A prosperous, free, and peaceful polity living under a relatively good government—a historical rarity—contains the seeds of its own destruction.

All governments fail, because humans are human. Bad governments are overthrown by internal or external forces. A prosperous, free, and peaceful polity living under a relatively good government—a historical rarity—contains the seeds of its own destruction. There will be those who have more by dint of honest achievement, and they will be envied by those who have less. There are always more of the latter than the former, consequently, government officials can garner political advantage, not to mention divert wealth to themselves, by validating and enforcing the latter’s spurious claims. Such larceny puts a good government on the road to becoming a bad, and ultimately, a failed government.
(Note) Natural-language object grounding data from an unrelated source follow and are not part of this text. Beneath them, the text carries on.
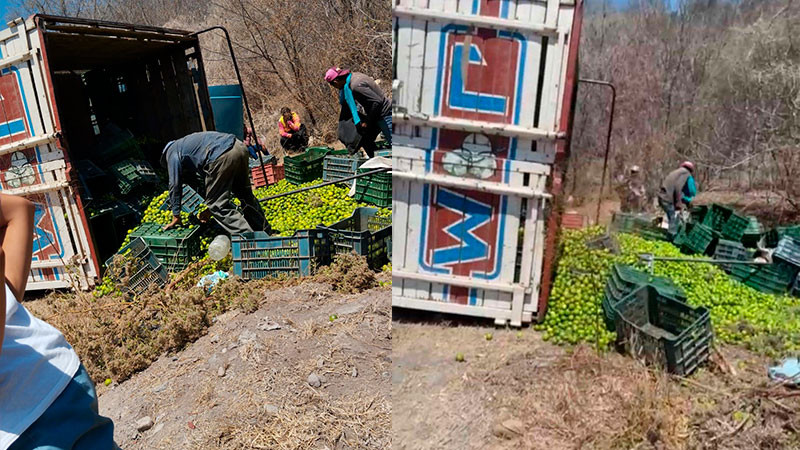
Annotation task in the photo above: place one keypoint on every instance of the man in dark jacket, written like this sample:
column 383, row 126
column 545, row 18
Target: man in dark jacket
column 222, row 161
column 358, row 89
column 677, row 191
The spreading pools of welfare-state red ink portend widespread bankruptcy. Even as their fiscal foundations rot, the U.S. and European model of redistributionist, increasingly indebted, democracy-driven, central-bank aided, unsustainable profligacy and vote buying is held out as a model for the rest of the world. When regimes are changed at the behest of the U.S.-European axis, it imposes most of its own creaky apparatus of governance on the countries suffering under its beneficence. Constitutions are drafted, representative legislative and executive branches established, a court system erected to protect newly won “rights,” and elections conducted in nations that have been ruled by autocrats and dictators for centuries. Oddly, it is deemed a matter of some urgency that client states adopt one of the axis’s signal failures: central banking.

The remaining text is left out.